A couple of weeks ago, I blogged about Dr. Hatkoff's Love Scale quiz as discussed in Tara Parker-Pope's For Better: The Science Of A Good Marriage. In the comments to that post, Kate recommended that I might like a related book, "The Five Love Languages: How To Express Heartfelt Commitment To Your Mate," by Gary Chapman. I felt that the Love Scale quiz had really given me a lot of perspective; as such, I was excited to learn even more about people's individual styles of expressing and receving love.
The premise of the book is simple, the message, profound. We all have what Gary Chapman refers to as a, "Love Tank." Somewhat like an emotional gas tank, the fullness of our love tank reflects how much love we feel in our current relationship. When we are neglected, the level of our love tank drops. When our loved ones effectively communicate their love for us, the level of our love tank rises. The key to a strong marriage, Chapman says, is to consciously choose, day after to day, to fill our signifanct other's love tank.
While this might seem obvious at first, it can become an impossible task if we are not aware of our signifant other's, "Love Language." As Gary Chapman explains, every person has one dominant love language. And, unless our significant other communicates with us using that particular love language, nothing that they can do will make us feel truly loved.
Unlike Dr. Hatkoff's Love Scale quiz, which has six categories, Gary Chapman outlines five love languages:
Words of Affirmation. This love language is marked by the desire to hear words of encouragement, approval, and appreciation.
Quality Time. This love language is marked by the desire to actively spend time with our signifant other, having meaningful conversations or sharing recreational activities.
Receiving Gifts. This love language is marked by the desire to receive gifts, regardless of whether they are expensive commercial gifts or heartfelt, handmade gifts.
Acts of Service. This love language is marked by the desire to have someone do things such as dish washing, dog walking, and laundry for you.
Physical Touch. This love language is marked by the desire to be touched, whether it's holding hands, hugging, kissing, a stroking of the skin, or sex.
NOTE: These descriptions are from my memory and are not a word-for-word defintion of the five love languages.
Love languages are like any other language; and, unless we are speaking the same language, no real meaning can be communicated. So, for example, even if you are always doing chores and complimenting your lover, if her particular love language happens to be, "Quality Time," none of your actions, although apprecicated superficially, will make her feel truly loved. A woman in this situation might say something like, "It's great that he does all of those things; but, I just don't feel like he loves me!"

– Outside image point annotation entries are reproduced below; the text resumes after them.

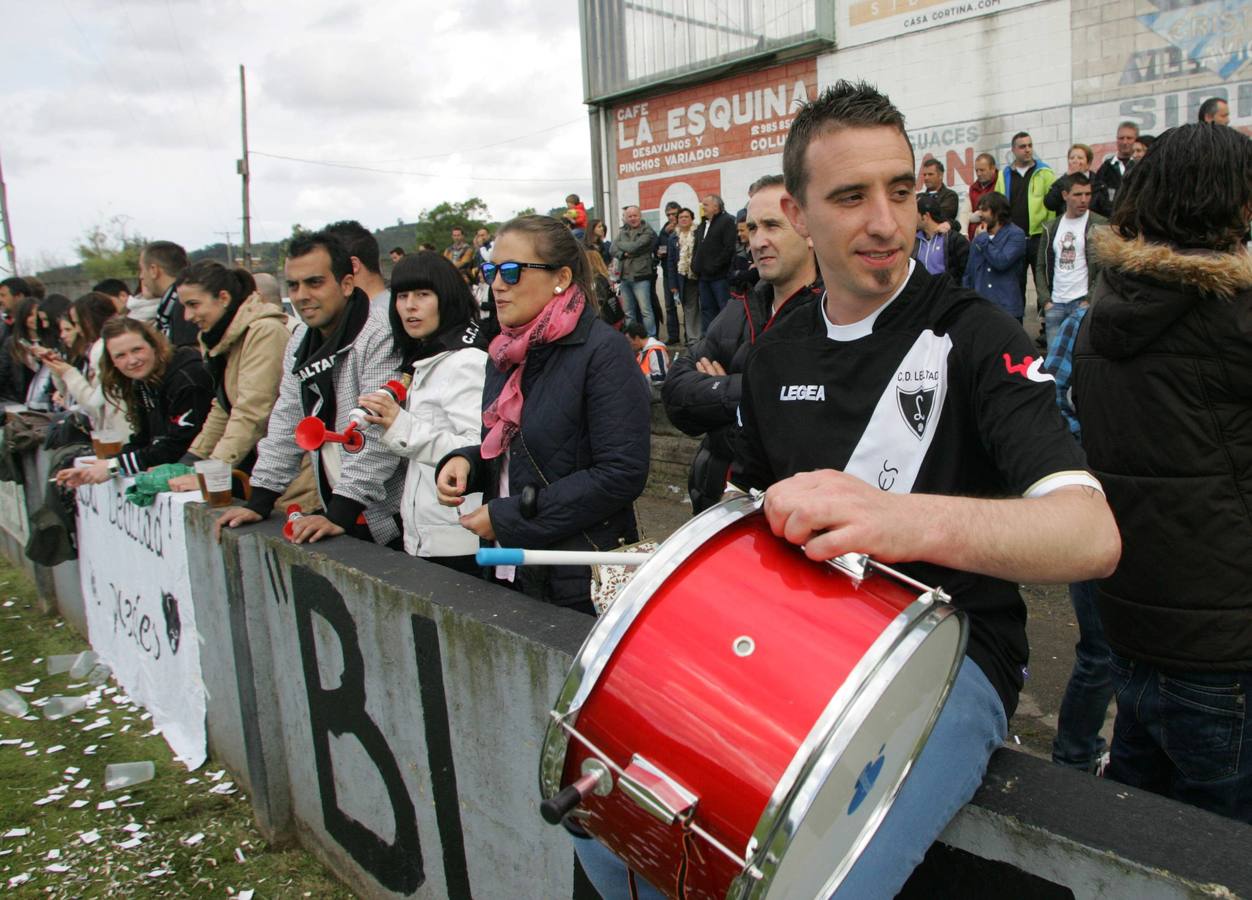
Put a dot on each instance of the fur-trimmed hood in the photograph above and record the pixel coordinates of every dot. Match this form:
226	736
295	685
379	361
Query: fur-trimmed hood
1144	288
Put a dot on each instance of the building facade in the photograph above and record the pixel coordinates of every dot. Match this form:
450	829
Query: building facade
695	97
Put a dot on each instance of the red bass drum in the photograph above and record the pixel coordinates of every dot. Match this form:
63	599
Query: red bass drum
749	714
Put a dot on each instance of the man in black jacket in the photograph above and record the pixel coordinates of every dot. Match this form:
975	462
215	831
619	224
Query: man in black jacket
160	263
711	255
932	179
701	392
1109	177
1163	388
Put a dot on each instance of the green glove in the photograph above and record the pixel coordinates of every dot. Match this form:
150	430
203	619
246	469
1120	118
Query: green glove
150	483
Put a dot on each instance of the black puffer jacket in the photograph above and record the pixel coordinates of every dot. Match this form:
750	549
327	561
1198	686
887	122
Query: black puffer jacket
585	446
172	413
705	404
1163	391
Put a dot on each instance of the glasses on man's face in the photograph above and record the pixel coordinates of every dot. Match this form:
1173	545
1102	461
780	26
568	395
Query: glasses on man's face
511	272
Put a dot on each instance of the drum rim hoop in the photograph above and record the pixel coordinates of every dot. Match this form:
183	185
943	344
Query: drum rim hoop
870	676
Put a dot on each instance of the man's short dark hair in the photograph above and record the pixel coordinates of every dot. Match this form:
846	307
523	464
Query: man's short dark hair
304	244
170	257
1210	107
765	182
844	104
113	287
359	242
1171	197
16	286
998	205
928	204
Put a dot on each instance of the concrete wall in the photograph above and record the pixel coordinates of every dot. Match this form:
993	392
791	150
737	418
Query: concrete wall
387	714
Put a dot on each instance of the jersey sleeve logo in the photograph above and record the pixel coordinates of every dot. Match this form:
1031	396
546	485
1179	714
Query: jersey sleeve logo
1029	368
915	406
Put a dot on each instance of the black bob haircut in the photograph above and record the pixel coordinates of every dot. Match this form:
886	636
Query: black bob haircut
304	244
1171	197
844	104
427	271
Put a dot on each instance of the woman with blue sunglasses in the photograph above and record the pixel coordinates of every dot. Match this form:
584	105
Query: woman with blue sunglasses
566	418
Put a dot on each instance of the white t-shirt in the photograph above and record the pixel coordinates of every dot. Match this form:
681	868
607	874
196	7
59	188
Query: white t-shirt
1069	273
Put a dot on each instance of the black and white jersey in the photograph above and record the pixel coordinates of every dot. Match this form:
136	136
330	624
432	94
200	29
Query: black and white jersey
944	396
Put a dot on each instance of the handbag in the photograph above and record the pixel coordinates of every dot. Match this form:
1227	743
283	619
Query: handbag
606	580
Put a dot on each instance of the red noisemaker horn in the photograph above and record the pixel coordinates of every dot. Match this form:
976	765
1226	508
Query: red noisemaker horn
311	433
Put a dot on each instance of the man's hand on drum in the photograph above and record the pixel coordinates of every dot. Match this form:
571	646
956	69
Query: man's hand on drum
831	513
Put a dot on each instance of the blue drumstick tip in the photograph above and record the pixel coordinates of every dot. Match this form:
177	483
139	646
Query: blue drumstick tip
500	556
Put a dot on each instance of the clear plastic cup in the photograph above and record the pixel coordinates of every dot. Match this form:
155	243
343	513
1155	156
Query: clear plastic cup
13	704
59	707
84	664
125	774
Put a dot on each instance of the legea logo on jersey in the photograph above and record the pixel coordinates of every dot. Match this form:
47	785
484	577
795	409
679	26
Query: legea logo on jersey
917	407
803	392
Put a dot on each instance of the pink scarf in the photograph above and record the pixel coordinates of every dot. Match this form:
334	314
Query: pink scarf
508	349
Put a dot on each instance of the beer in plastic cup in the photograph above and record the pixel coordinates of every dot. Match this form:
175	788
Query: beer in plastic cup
214	477
107	443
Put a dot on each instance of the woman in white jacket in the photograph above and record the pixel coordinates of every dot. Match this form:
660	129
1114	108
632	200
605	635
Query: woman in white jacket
436	329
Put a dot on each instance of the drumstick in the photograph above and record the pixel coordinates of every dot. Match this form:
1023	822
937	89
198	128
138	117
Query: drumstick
516	556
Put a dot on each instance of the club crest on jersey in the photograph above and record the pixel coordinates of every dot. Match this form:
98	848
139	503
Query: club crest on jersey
803	392
917	407
1029	368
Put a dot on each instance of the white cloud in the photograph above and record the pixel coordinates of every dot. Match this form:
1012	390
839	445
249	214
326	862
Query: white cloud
130	107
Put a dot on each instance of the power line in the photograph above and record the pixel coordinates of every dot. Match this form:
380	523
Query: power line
473	149
417	174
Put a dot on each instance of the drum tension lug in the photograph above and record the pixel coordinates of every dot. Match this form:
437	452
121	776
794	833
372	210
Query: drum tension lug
656	792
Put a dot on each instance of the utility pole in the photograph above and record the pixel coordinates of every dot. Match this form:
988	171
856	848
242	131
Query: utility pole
229	248
242	168
8	233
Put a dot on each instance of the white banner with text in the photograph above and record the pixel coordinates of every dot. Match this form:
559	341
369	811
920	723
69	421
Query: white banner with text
139	611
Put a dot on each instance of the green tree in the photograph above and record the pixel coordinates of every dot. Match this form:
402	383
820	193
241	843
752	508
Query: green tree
110	250
435	225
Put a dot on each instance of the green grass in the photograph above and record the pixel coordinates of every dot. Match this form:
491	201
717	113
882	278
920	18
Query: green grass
167	810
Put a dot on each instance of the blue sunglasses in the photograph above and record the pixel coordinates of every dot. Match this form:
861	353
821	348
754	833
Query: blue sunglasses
511	272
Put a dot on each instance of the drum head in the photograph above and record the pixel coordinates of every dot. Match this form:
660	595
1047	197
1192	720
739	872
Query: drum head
856	761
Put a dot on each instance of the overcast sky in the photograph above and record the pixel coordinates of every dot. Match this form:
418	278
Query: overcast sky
130	108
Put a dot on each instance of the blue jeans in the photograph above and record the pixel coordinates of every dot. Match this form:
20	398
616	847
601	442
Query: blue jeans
1078	744
1183	735
944	777
639	304
1056	314
714	297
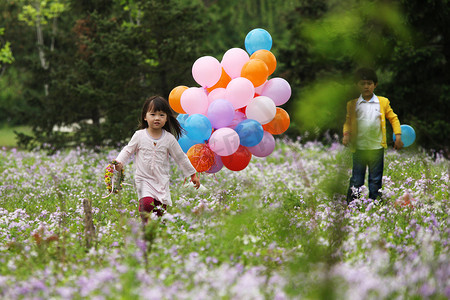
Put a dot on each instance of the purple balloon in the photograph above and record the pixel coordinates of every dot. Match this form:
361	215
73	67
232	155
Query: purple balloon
277	89
220	113
238	118
265	147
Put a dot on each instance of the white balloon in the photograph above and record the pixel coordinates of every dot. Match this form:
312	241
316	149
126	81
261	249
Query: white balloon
261	109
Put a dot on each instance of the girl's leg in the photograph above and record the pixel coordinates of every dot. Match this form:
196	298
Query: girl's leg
358	174
146	207
376	165
160	208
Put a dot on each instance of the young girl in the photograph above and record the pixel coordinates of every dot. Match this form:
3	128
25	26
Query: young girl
153	144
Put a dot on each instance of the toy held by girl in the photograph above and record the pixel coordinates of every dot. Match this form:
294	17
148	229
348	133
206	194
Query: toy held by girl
152	145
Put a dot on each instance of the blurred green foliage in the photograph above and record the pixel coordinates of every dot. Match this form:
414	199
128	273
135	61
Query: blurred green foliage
135	48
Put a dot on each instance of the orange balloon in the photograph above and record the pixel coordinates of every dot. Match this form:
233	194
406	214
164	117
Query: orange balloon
280	122
256	71
223	81
174	98
201	157
239	160
267	57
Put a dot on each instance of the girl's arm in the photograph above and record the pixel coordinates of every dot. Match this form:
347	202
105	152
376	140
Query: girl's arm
127	151
181	159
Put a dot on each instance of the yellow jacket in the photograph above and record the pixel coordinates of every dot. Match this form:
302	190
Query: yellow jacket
350	126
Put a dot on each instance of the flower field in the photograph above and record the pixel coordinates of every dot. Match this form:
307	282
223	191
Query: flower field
279	229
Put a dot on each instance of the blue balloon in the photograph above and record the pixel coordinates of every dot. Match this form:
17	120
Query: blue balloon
258	39
408	135
186	143
198	128
250	132
182	118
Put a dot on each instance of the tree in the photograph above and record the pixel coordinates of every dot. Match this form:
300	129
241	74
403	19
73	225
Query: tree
420	80
6	56
109	66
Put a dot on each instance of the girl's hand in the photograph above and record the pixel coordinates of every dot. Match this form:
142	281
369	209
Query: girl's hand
195	180
118	166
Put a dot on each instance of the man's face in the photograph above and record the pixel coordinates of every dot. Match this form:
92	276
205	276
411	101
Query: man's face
366	88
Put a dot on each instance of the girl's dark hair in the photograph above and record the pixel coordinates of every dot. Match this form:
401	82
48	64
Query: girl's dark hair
158	103
366	74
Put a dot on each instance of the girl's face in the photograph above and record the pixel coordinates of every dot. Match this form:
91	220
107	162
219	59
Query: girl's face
366	88
156	119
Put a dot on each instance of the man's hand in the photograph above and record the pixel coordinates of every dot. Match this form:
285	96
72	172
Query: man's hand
398	142
195	180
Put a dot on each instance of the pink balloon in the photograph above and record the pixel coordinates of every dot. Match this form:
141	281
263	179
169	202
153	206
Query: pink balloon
233	60
265	147
240	92
217	166
238	118
258	89
224	141
194	101
261	109
277	89
220	113
217	93
206	71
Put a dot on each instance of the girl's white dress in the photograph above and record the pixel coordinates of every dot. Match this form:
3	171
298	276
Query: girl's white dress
152	163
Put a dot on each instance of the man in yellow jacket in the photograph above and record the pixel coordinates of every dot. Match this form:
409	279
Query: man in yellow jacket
365	134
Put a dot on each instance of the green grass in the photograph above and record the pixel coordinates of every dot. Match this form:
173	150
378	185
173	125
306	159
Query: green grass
8	137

When I read this book, I found that there was something quite eye opening about it. As much as the Love Scale quiz gave me tremendous perspective, hearing Gary Chapman recount stories about misunderstood love languages really drove home the fact that we all experience love in our own way. Love is one of those things I have trandionally believed to be universally experienced; but, it appears that we all get there by own particular means.
After thinking about it for a long while, I came to the realization that my dominant love language is, "Words of Affirmation." This was a really hard decision for me to make. As I blogged before, I find "Physical Touch" and "Quality Time" extremely important. But, when I think about the relationships in which I have felt the most fulfilled, I think that they were the ones in which I was verbally praised. But, given the fact that my Love Scale quiz resulted in no dominant love style, it would be easy for me to accept the idea that I have two dominant love languages (Words of Affirmation and Physical Touch).
I can tell you for sure that I am definitely not an, "Acts of Service," person. The idea of having someone do my laundry, clean my bathroom, or cook my food doesn't make me feel anything profound. These are simply things that need to be done; and, if someone wants to do them for me, that's lovely, but it's certainly not required.
I can also tell you that I am not a, "Receiving Gifts," person. Heck, I can hardly even think about things that I'd want to buy for myself.
One thing Gary Chapman said that I found very interesting was that while one's own actions may be a reflection of their love language, they don't have to be. I can certainly see this in my own actions; while I am not personally an, "Acts of Service," or a, "Receving Gifts," person, these are activities that I rather enjoy sharing with others. Perhaps this difference between giving and receiving relates to another point that Chapman makes: there is a big difference between feeling love and choosing to perform acts of love; while there is only one primary way for me to feel loved, there are many ways in which I like to express my love for others.
All in all, I found The Five Love Langauges by Gary Chapman powerful in its simplicity. The key to making our loved ones feel loved is not only to express ourselves every day, it is to do so in a way that our loved ones will truly understand. After we move past the "falling in love" phase of our relationships, it is crucial that we consciously choose to show our lovers how much they mean to us through our acts of love.